It is not only important to understand what data each generator is creating but also how this data is shared among the companies participating in the value chain. Figure 1 shows the expected data flows between data generators for the ride-hailing and ridesharing use cases. With the exception of consumers who only generate data, the other entities participating in this value chain have the opportunity to collect and exploit for their own benefit data that is generated by their partners. As we are also starting to see, in addition to automobile fleets, the fleet operator offering ride services may also own and/or have access to fleets of other vehicle types. For example, Uber now owns Jump that operates fleets of dockless bicycles, and recently invested in and is partnering with Lime, a company that operates escooter fleets. Didi and Lyft are following a similar path towards multimodal transportation.
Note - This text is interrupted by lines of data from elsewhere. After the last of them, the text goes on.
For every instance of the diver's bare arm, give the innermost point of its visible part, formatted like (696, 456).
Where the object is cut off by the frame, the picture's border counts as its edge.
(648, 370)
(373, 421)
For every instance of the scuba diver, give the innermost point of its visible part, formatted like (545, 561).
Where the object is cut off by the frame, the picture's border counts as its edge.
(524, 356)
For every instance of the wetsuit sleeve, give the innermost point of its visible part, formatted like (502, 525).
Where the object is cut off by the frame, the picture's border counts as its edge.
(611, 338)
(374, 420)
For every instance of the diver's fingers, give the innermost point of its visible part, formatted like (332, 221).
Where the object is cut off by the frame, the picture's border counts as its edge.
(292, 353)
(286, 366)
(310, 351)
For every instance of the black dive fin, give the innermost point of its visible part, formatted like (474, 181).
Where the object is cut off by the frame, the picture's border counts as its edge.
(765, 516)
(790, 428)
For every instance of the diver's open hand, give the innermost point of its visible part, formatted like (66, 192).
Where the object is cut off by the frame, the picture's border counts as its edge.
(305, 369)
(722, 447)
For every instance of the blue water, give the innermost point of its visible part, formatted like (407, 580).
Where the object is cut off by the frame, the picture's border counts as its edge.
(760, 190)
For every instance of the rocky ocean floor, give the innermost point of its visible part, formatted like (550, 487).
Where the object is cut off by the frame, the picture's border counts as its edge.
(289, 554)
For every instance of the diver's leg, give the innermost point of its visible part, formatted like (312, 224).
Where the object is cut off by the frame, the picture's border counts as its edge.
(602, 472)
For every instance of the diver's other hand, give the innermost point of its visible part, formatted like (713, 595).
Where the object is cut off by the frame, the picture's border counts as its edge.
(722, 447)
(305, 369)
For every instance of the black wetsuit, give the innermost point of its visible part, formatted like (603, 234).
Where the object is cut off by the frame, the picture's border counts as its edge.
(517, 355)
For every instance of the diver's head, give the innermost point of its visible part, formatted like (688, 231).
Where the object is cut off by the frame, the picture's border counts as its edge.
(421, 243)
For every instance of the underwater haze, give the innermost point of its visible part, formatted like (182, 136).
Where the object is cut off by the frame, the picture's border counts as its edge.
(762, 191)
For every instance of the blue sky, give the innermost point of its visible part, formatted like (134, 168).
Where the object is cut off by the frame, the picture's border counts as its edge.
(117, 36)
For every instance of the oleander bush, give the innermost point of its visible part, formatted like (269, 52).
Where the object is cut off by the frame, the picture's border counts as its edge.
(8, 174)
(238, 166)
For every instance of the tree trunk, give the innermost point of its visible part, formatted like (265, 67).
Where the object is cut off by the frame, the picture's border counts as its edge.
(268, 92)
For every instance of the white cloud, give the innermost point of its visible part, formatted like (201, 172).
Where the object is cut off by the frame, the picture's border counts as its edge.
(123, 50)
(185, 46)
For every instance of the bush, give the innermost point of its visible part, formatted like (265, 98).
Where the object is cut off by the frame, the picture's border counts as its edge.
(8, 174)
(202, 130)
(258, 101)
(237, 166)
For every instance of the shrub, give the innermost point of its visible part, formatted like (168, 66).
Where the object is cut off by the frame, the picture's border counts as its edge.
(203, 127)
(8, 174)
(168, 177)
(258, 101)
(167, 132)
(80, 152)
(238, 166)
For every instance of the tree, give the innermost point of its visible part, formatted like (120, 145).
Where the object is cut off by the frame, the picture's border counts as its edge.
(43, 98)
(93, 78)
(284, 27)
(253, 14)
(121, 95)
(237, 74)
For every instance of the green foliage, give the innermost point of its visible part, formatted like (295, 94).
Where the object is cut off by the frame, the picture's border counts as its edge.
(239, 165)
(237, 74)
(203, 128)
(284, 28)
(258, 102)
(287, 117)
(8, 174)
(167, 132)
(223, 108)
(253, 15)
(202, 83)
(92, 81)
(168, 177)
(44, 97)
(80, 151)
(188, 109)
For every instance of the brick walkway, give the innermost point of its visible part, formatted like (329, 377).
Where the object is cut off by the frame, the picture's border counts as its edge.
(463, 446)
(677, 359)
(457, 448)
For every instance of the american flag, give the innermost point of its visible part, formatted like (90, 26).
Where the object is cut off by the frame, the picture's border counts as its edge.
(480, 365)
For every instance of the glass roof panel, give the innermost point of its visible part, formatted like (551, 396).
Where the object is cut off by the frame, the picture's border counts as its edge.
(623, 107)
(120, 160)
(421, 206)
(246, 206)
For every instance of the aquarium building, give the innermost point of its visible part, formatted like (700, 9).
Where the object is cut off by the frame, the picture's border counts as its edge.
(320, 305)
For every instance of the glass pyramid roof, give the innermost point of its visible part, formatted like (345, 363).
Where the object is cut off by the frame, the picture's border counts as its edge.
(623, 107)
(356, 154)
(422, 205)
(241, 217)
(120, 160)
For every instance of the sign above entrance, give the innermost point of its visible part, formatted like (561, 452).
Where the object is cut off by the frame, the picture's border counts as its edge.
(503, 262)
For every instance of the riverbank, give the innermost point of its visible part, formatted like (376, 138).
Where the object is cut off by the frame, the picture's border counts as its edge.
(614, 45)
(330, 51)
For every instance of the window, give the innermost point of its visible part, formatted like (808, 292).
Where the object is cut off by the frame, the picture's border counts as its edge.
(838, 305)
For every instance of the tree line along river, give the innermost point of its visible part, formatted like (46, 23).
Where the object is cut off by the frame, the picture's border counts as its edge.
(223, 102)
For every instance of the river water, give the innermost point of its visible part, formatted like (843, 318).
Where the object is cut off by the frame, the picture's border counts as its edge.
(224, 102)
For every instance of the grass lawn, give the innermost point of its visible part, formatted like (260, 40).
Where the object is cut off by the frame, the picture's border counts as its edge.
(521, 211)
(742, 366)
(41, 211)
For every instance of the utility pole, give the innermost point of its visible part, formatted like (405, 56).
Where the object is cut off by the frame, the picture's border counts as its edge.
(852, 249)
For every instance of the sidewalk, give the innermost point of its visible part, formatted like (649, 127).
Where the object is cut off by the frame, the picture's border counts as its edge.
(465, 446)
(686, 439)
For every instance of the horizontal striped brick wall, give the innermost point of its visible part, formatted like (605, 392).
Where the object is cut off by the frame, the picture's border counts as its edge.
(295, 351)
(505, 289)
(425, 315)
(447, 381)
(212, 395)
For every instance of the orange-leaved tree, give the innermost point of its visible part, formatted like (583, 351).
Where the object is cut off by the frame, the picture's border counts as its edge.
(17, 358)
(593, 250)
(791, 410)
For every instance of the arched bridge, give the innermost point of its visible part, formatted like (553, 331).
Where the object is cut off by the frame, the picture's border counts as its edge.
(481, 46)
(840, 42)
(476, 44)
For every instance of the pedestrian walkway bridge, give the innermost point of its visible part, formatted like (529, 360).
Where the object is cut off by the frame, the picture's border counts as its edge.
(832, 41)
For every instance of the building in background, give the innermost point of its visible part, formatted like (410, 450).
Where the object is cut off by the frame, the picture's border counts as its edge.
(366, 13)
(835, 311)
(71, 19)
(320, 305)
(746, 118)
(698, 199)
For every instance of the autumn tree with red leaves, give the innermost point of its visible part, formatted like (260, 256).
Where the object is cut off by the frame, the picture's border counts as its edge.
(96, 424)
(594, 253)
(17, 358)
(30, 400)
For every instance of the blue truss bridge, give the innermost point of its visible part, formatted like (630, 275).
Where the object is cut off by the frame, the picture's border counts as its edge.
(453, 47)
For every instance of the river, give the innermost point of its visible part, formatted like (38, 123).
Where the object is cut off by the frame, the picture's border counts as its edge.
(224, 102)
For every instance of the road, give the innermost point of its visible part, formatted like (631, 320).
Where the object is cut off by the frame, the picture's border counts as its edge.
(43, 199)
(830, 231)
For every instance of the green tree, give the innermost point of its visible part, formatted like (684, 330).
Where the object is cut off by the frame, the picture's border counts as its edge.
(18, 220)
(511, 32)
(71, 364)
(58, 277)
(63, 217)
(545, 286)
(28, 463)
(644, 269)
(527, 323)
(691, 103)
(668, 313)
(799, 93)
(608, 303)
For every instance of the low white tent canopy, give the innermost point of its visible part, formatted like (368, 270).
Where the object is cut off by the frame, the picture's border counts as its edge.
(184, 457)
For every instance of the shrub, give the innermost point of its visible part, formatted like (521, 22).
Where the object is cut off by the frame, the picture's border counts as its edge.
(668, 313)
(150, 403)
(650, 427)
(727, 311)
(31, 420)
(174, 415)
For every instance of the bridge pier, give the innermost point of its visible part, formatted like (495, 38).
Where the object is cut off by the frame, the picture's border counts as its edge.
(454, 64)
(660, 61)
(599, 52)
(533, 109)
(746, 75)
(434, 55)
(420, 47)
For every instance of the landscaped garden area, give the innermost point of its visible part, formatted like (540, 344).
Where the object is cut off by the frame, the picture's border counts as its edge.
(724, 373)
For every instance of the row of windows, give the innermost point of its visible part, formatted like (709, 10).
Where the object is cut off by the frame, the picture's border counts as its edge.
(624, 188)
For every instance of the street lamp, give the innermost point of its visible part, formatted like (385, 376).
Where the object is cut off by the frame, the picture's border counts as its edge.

A number of different models for operationalizing ride services using autonomous vehicles will emerge across the Fleet-Based On-Demand Shared Mobility Value Chain. Each model offers data generators the opportunity to combine the data they create with data they receive from their partners and analyze the resulting databases using AI. For example, Figure 2 depicts the model that will be employed by GM’s Cruise division to offer ride services using autonomous vehicles. In addition to manufacturing these vehicles and transferring them from the Chevrolet division to the Cruise division, GM will be a platform provider since they are developing both an AV Operating Platform and a UX Platform, fleet operator, and fleet manager. This means that GM will have direct access to consumer data, vehicle performance data, various types of trip-related data (including video from inside and outside the vehicle), individual vehicle and fleet wide maintenance records, and even digital services-related data (in addition to its OnStar service, GM will offer Passenger Commerce). Under the right partnership agreements, GM will also be able to access data from its government and digital services partners.
Using a different model (shown in blue in Figure 3 below) Waymo will be platform provider, since they are developing both an AV Operating Platform and a UX Platform, fleet operator of the 62,000 Pacifica minivans, and 20,000 i-Pace SUVs they have ordered directly from their OEMs, and digital services provider (YouTube, Waze), but not fleet manager (they are partnering with AutoNation and Avis). In addition to the data it generates Waymo will also be able to benefit from all the additional consumer data its parent Alphabet has been collecting through its other businesses. Finally, Waymo will be able to access the data generated by its OEM, fleet management, digital services, and government partners.
Uber will utilize a slightly different model from Waymo’s. Based on this model (shown in green in Figure 4), Uber will be an operator of multimodal transportation fleets that will include at least 24,000 Volvo SUVs they have ordered directly from the OEM, dockless bikes, and escooters, and potentially a platform provider (they are developing their own AV Operating Platform and UX Platform while also considering using Waymo’s AV Operating Platform). Similar to Waymo, Uber will augment the data generated by its ride services with the big data they have been collecting under the ride services they offer today. The company will also have access to data generated by its OEM, (platform provider?), fleet management, digital services, and government partners.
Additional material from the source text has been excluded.